25 JUNE 1898, Page 7

The Salmon. By the Hon. A. E. Gathorne Hardy. (Longmans

and Co.)—This is the latest addition to the " Fur, Feather, and Fin " series, but is scarcely equal to its predecessors. The author is a noted salmon-fisherman, and describes pleasantly enough days on the Scotch and Norwegian streams. For details of the most interesting salmon story the author is indebted to the present Bishop of Bristol, who spent some ten and a half hours playing a huge fish where the Earn joins the estuary of the Tay. It is entitled " A Night with a Salmon," and originally appeared in the Cornhill Magazine. Mr. Gathorne Hardy is a good sports- man, but he fails to carry us along with him as he writes, and there is too little of statistical value or anecdotal interest to supplement the rather laboured details of personal experience. The author's chapter on the natural history of the salmon is the least satisfactory in the book. He is mainly concerned to con- trovert Mr. Andrew Lang's view that Isaac Walton " scarcely speaks a true word about their (the salmons') habits except by accident." Though he is successful in showing that Walton's account is not so inaccurate as to justify this criticism, he does not supply information which we expect to find in a modern book on the salmon. The figures as to the growth of salmon during their absence in the sea are not stated, though data have been known since the experiments of the late Duke of Athole and Mr.

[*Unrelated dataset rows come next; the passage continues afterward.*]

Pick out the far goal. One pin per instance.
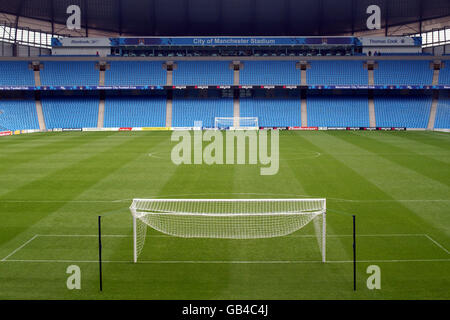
(234, 123)
(227, 219)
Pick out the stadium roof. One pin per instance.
(228, 17)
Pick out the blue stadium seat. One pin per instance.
(338, 111)
(336, 73)
(272, 112)
(187, 110)
(403, 73)
(135, 111)
(443, 112)
(18, 115)
(444, 74)
(16, 73)
(411, 111)
(135, 73)
(69, 73)
(269, 73)
(70, 112)
(203, 73)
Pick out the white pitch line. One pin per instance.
(17, 249)
(231, 262)
(437, 243)
(288, 236)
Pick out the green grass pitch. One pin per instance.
(54, 185)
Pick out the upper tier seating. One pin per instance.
(16, 73)
(18, 115)
(135, 111)
(411, 111)
(187, 110)
(70, 112)
(444, 74)
(443, 112)
(337, 111)
(269, 73)
(272, 112)
(403, 73)
(336, 73)
(203, 73)
(69, 73)
(135, 73)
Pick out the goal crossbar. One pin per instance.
(227, 218)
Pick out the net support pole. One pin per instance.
(134, 239)
(324, 236)
(354, 253)
(100, 252)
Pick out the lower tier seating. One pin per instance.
(70, 112)
(273, 112)
(411, 111)
(187, 110)
(18, 115)
(443, 112)
(135, 111)
(337, 111)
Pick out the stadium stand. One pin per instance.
(443, 112)
(135, 111)
(18, 115)
(336, 73)
(269, 73)
(69, 73)
(16, 73)
(272, 112)
(186, 110)
(203, 73)
(337, 111)
(411, 111)
(444, 75)
(70, 112)
(135, 73)
(403, 73)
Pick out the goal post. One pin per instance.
(244, 123)
(227, 219)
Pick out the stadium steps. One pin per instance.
(433, 109)
(101, 81)
(169, 104)
(101, 114)
(169, 77)
(304, 113)
(435, 74)
(303, 77)
(371, 78)
(236, 111)
(40, 114)
(37, 78)
(236, 75)
(372, 118)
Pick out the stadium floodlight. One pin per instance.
(233, 123)
(227, 219)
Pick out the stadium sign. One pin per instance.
(391, 41)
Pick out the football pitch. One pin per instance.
(53, 186)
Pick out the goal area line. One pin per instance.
(12, 253)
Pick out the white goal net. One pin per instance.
(236, 123)
(227, 218)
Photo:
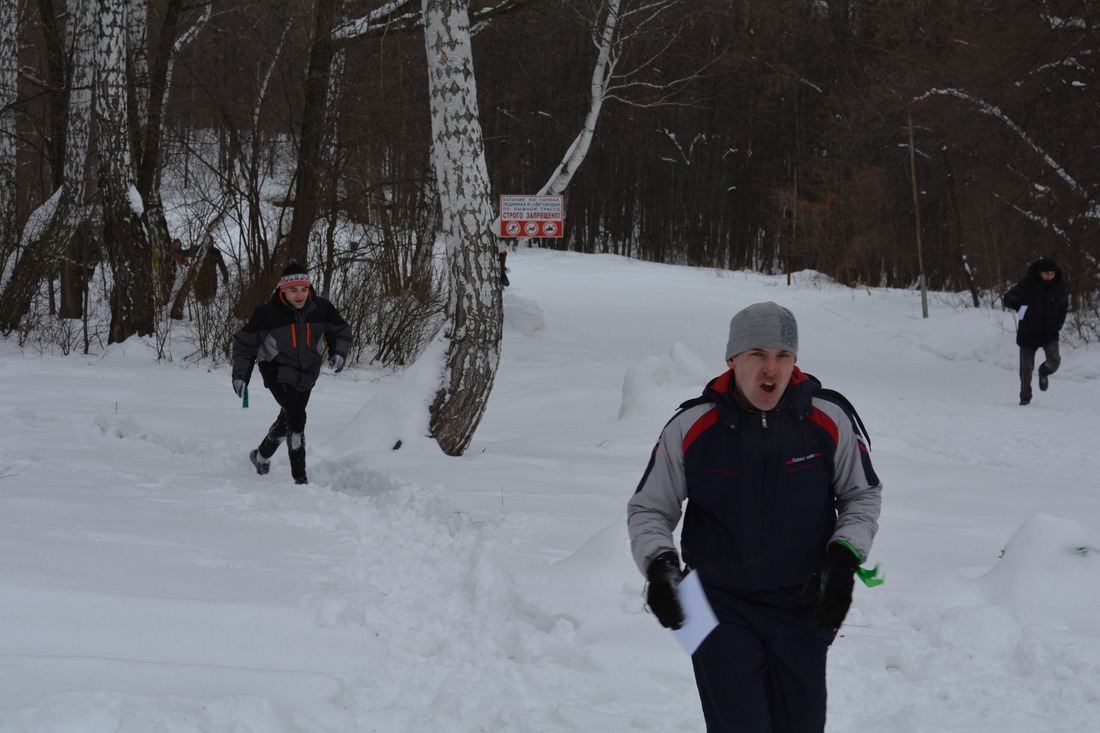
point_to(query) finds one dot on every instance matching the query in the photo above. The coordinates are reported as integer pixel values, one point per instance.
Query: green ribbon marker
(870, 577)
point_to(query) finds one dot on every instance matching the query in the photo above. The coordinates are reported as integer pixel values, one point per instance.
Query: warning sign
(531, 216)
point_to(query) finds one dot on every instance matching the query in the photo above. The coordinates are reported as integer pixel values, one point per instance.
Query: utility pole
(916, 219)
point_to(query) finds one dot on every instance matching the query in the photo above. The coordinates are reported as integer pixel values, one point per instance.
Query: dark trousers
(1027, 364)
(762, 669)
(289, 426)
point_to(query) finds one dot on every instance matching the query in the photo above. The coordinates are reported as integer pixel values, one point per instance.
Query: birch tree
(133, 309)
(9, 86)
(51, 231)
(310, 145)
(474, 314)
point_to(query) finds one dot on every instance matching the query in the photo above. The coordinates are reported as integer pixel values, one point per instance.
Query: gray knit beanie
(760, 326)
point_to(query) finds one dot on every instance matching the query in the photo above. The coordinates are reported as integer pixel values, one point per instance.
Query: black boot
(263, 466)
(296, 449)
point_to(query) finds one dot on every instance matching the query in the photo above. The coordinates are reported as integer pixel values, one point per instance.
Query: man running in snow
(1041, 303)
(782, 505)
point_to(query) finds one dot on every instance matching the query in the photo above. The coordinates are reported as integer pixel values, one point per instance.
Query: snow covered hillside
(150, 581)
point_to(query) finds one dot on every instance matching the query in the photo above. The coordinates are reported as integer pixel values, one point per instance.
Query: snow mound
(523, 315)
(1049, 562)
(657, 384)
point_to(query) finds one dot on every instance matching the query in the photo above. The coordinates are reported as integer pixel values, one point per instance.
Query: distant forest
(869, 140)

Young of Invershin. To account for the general absence of food in the stomachs of salmon caught in fresh water, he revives the theory that the salmon when hooked at once disgorges its last meal ; and quotes the case of a fish of 28 lb. hooked through both lips by Mr. Naylor in such a way that the mouth was closed. A partly digested parr fell from this salmon's mouth. Other fish, including codling and whiting, trout and grayling, sometimes disgorge their food when caught. Charles Kingsley mentions this in one of his letters. But the report of the Fishery Board of Scotland, just issued, is conclusive. The salmon stores up enough energy in the sea to carry it over the period of reproduc- tion and the labour of ascending the river. The digestive organs, both stomach and intestines, are "out of gear" and atrophied while the fish is on its way to the spawning beds. The author thinks that their readiness to take the salmon-fly is because they mistake it for a prawn, as the shape of a fly in the water resembles that of a small crustacean. It is much more probable that the salmon mistakes it for one of the brilliantly coloured larval forms of certain rock-haunting fish. A useful, record of verified weights of big fish is inserted. Mr. Innes Shand discourses at needless length on the cookery of the salmon, and Mr. C. D. Pennant writes a useful chapter on "The Law as to Salmon-Fishing." The illustrations, except that of a leaping salmon on the title page, are mediocre.